Officials on Sunday urged the two million people who left their homes before Ike struck to stay away for now.

"We do not want people to come back permanently," David Smith, mayor of Friendswood in Galveston County, Texas, said.

"Resources are stretched. There is no power now."

In Galveston, where the storm came ashore, boats were tossed out of the water and thrown onto the main highway with other wreckage, making it impassable.

But the vital Houston Ship Channel was not hit as hard as expected by a storm surge that could have caused far greater damage and swamped refineries.

"Fortunately the worst-case scenario that was spoken about, that was projected in some areas, did not occur," Rick Perry, Texas governor, said.

Power outages

However, "very heavy damage" did occur to the power grid, he said. As a result, at least 4.5 million people could face weeks of power outages.

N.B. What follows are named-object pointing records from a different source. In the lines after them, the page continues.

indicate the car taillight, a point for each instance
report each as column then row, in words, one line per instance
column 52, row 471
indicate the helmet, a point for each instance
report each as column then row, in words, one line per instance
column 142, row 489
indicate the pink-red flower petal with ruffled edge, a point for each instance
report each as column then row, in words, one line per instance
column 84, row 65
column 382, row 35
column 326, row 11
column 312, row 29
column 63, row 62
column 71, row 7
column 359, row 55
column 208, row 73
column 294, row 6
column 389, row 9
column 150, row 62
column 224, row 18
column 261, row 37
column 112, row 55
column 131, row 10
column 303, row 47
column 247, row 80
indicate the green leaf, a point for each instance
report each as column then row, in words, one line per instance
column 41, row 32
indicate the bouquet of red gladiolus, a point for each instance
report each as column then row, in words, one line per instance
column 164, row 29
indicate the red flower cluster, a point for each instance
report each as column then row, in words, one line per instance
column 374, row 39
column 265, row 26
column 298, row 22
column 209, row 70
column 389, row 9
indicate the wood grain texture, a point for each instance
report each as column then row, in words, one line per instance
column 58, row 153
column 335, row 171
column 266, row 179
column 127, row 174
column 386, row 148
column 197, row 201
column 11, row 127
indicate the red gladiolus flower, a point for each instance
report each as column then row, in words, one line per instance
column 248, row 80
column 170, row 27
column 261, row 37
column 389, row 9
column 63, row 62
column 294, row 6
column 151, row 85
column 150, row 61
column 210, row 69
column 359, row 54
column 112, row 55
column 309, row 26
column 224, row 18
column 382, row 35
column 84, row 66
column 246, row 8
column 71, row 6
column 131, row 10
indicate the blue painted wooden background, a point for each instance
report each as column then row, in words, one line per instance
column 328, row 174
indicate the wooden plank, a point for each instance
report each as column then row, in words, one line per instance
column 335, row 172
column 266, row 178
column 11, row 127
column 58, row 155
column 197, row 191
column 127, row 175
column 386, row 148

Search and rescue missions are under way across areas of Texas [AFP]
In Beaumont, Texas, authorities said the damage was so extensive that it could be more than a month before power is restored and residents choosing to stay in the area must be prepared to be self-sufficient for weeks.

The storm hit Galveston as a Category Two hurricane, flooding the island city with sea water at least three metres deep in some areas and causing extensive damage.

The first aerial pictures showed homes surrounded by water and Steve LeBlanc, Galveston city manager, said 17 buildings had collapsed.

More than half the city's 60,000 residents fled before the storm.

Bobby Jindal, Louisiana governor, said more than 3,000 National Guardsmen were in hard-hit areas along the coast, helping residents to high ground and more than 200 people have been rescued so far.

Energy disruptions

Ike triggered the biggest disruption to US energy supplies in at least three years and increased the price of petrol.

Oil traders will have a chance to react during an electronic trading session on Sunday.

Eight of the 14 Texas oil refineries shut down before Hurricane Ike could cause serious damage or flooding, and refineries along the western shore of Galveston Bay and Port Arthur may have been spared the worst of the flooding, according to local officials.

Ken Kalthoff, an NBC reporter in Houston, Texas told Al Jazeera: "There is a lot of damage in Houston, it is not leveling devastation but there are many problems.

"Without electricity in such a huge area ... there are big problems with getting gasoline ... there are long lines in places where there ice is being handed out.

"Police are out in force to keep things secure," he said.

Ike comes in the midst of a heavy storm season in the US and Caribbean and just 10 days after hurricane Gustav struck the US coast.

The hurricane has already battered the Caribbean, causing at least four deaths in Cuba, where about 2.6 million people were evacuated, and thousands of buildings and crops damaged.